My wife is a big fan of the HG network and for the last six months or so I have been noticing that the art work of the origional owners’ homes on the network’s shows is blurred. Other times it has been obvious that it has been removed completely.
We thought about possibly copyright problems, but this sounds illogical.
We also thought about fear of theives, but this also sounds somewhat ridiculous since indications are in some cases that the stuff on the wall are prints.
It even occured to us that some of it might be stolen art that the owners did not want shown, but the sheer numbers of this makes this stupid.
I noticed that in Penn Jillette’s youtube videos - no idea why they do that. I’d expect that people doing podcasts or putting videos online would want the world to see what art they like.
Maybe because of some licensing trouble? As long as they only show their own stuff, they have full controll on their licensing. As soon as they show artwork, that might be more complicated (or impossible).
I’ve noticed blurring on clothing too – especially tee-shirts. I assumed it was because there was something obscene (or political) on the shirt, but they even blur shirts on little kids. Does Hannah Montana really care? Maybe.
Sometimes it is for other reasons. In televised poker they will blur some of the sponsors. Top poker players are sponsored by various companies. I’m pretty sure WSOP still has a rule that a player can only show the logo of one sponsor. They blur out the logos of the other sponsors.
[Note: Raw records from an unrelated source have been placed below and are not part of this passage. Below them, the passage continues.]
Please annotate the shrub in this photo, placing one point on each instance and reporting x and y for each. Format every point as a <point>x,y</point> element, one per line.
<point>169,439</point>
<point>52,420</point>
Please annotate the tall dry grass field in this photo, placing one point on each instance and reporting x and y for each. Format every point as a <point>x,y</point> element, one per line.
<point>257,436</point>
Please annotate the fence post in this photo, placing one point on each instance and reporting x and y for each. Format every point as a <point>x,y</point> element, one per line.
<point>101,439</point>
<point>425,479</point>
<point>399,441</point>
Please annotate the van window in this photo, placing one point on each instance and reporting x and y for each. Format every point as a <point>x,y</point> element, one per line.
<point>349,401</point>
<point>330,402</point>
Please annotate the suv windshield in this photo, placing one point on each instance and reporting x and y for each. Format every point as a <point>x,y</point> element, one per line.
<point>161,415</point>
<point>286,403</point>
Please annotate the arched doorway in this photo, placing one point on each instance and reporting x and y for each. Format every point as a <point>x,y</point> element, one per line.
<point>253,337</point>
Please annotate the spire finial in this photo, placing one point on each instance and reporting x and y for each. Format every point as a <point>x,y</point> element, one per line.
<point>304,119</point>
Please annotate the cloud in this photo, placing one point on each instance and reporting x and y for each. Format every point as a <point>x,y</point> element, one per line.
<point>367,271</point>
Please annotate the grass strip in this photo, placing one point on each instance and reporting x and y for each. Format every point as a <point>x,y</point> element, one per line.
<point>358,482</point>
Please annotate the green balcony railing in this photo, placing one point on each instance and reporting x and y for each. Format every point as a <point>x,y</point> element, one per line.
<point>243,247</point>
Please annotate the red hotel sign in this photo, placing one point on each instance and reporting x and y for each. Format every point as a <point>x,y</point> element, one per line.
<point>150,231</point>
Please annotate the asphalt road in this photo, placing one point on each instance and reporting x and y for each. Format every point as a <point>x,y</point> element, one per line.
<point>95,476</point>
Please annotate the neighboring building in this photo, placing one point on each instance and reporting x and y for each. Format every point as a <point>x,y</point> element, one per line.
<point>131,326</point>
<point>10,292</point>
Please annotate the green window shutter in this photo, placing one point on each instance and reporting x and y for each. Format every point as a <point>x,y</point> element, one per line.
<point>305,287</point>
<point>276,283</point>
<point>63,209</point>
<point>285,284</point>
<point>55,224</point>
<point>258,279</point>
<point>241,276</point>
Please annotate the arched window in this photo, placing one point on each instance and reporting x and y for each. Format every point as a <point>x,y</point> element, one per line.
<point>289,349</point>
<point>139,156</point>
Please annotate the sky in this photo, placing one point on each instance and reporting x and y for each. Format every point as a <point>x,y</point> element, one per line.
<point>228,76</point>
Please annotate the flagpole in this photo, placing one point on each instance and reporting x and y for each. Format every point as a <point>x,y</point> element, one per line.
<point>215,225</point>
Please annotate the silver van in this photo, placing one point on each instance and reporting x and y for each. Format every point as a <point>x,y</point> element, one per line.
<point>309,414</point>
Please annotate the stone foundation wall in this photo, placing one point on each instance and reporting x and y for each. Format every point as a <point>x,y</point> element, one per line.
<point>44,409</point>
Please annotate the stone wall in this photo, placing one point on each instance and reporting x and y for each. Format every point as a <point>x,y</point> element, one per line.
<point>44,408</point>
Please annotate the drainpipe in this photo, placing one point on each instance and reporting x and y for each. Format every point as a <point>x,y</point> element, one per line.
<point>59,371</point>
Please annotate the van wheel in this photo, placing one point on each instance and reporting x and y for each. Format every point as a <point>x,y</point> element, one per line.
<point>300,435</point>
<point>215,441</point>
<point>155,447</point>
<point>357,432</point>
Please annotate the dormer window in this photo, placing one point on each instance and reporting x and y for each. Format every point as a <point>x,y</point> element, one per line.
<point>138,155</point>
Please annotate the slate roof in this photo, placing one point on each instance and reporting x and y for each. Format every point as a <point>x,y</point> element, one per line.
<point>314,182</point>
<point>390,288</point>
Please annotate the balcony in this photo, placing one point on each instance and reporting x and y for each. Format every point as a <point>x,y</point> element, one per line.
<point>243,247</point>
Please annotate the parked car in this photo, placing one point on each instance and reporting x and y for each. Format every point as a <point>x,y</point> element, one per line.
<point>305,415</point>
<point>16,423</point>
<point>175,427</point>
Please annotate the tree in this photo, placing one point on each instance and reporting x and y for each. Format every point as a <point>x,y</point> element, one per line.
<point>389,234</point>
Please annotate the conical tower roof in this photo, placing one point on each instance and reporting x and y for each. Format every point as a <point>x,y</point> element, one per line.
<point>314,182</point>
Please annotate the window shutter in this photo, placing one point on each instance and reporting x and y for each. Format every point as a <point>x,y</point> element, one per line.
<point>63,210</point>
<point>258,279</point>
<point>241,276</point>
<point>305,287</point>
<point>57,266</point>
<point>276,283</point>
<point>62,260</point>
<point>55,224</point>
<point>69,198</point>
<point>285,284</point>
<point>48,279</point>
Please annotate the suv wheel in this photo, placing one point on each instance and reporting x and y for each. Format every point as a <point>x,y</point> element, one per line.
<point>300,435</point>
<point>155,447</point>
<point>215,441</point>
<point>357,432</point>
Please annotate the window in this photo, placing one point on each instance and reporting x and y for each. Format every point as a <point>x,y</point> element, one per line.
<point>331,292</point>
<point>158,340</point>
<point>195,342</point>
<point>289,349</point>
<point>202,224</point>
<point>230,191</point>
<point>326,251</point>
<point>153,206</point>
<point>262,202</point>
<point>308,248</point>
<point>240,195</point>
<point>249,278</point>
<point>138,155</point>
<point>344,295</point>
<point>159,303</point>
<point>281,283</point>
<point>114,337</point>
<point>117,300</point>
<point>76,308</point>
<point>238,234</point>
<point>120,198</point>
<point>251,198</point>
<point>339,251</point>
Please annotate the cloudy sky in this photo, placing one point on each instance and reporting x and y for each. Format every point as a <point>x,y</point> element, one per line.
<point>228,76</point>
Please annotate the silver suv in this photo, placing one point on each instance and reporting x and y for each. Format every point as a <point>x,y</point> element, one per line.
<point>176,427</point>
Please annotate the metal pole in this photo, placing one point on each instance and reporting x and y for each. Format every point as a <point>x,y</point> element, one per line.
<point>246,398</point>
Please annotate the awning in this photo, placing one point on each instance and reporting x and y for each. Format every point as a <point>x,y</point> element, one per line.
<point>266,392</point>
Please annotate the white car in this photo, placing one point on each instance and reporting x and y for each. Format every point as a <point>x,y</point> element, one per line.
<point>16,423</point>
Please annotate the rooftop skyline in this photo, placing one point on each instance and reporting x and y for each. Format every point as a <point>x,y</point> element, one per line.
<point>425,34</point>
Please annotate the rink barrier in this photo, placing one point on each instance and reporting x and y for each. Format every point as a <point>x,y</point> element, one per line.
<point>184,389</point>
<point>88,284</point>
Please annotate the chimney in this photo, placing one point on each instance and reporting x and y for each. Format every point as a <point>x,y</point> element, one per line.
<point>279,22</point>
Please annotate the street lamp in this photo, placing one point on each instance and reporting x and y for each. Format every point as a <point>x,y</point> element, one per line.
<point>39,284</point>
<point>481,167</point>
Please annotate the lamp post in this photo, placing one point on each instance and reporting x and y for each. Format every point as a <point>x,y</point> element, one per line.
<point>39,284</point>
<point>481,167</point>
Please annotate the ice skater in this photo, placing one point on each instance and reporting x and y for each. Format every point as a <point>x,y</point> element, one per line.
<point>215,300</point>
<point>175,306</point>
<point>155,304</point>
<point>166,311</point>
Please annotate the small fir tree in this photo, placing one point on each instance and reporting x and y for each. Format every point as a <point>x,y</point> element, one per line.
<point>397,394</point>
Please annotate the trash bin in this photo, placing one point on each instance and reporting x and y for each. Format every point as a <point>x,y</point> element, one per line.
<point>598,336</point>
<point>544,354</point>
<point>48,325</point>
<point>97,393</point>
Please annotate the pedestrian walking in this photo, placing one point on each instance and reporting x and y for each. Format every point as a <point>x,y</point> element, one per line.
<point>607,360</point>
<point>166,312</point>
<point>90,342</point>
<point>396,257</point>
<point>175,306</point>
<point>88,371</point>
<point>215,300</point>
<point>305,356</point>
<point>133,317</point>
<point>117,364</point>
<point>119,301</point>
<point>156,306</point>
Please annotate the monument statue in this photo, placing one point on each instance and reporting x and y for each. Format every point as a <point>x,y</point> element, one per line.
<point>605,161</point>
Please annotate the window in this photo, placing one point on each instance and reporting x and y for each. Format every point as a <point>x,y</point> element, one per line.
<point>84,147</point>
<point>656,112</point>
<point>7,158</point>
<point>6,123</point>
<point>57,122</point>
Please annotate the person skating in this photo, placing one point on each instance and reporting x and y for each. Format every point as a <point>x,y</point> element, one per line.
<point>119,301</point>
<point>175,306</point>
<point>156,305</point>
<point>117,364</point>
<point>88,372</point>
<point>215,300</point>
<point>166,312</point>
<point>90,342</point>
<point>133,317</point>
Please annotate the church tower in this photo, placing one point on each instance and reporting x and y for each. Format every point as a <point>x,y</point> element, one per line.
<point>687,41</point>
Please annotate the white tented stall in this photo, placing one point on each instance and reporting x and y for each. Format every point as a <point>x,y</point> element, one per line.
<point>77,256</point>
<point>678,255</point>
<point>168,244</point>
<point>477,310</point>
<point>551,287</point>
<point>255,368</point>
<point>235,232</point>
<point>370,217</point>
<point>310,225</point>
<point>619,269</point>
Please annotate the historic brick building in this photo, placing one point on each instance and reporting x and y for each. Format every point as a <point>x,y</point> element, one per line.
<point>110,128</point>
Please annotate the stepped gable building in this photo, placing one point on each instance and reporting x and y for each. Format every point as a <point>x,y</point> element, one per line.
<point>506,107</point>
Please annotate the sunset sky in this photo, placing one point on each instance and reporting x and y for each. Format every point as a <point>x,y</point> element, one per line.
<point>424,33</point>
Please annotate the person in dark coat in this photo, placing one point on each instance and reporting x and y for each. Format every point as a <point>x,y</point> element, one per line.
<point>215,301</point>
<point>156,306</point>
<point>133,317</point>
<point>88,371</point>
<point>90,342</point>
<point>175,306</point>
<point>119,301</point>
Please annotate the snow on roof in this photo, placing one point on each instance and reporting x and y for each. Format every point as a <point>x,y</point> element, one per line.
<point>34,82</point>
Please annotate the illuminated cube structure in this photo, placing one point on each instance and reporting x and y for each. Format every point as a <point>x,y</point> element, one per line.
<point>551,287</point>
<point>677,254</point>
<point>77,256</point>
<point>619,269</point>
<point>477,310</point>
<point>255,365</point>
There’s no legal reason to blur a company logo – as long as it’s on an item made by the company, they can’t complain about the use. Logos are blurred because of deals made with other companies that prevent you from using a competitors logo; or it’s a matter of the production company asking for money for product placement and not wanting the owner of the logo to say, “Hey, you did our competitors for free; why not ours.” But showing a trademark on a legitimately trademarked item is perfectly legal, as is mentioning the name of the company. Free speech trumps trademark law.
For the paintings, though, it’s not trademark; it’s copyright. You are making a copy of the work when you film it. You can’t make a copy without the permission of the owner of the copyright. If an artist decided to sue you, you’re probably screwed.
It’s a copyright issue. There’s a famous case about it, Ringgold v. BET. It involved an artist who was pissed because a reproduction of her work was shown unblurred and without permission on the set of the sitcom “Roc.”
You can’t violate copyright even if the use objectively benefits the copyright holder, ie by promoting their work.
What I can’t figure out is why AFV now blurs out the date that’s on so many home videos. Like is it some sort of state secret that the dog peeing on the bridesmaid did so at 12:46:12 on 09/03/2009 or something? They didn’t use to do this and now it seems to be universal.